Lui ad un certo punto ha cominciato a rovistare nei cassonetti vicino ai supermercati per vedere se anche lì veniva gettato del cibo ancora commestibile, e ha scoperto che anche li molto cibo veniva sprecato: magari solo per una questione di marketing, come ad esempio far posto a nuovi prodotti.
Tristam non invita nessuno a frugare nei cassonetti ma denuncia il fatto che c'è un grande spreco e dobbiamo impegnarci tutti per ridurlo al minimo, anche considerando quanto costa in termini, economici e ambientali la produzione di cibo.
Tristam ha scritto un libri Waste: uncovering the global food scandal (in italiano il titolo è "Sprechi. Il cibo che buttiamo, che distruggiamo, che potremmo utilizzare"), con cui ha raggiunto notorietà a livello internazionale, richiamando l'attenzione sulle tonnellate di cibo prodotto e sprecato.
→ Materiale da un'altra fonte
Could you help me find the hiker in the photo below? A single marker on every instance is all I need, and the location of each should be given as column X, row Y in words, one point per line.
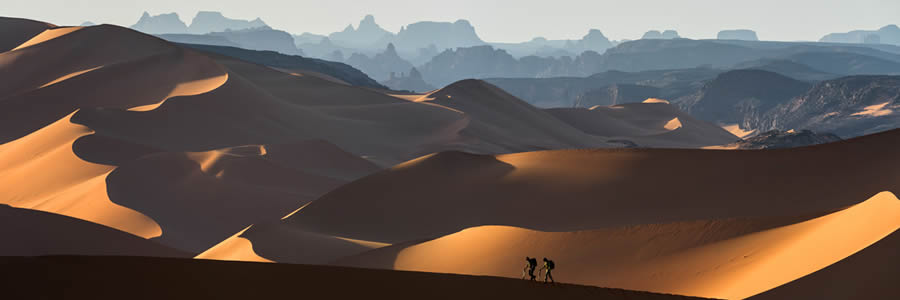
column 548, row 265
column 530, row 265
Nel 2009 Tristam ha organizzato per la prima volta, a Londra, a Trafalgar Square, Feeding the 5000: una cena in cui cinquemila persone sono state nutrite con cibo apparentemente di scarto, senza aver avuto poi "effetti collaterali".
Oggi questo evento si tiene annualmente in varie parti del modo ed è diventato una vera e propria festa per celebrare l'importanza del cibo.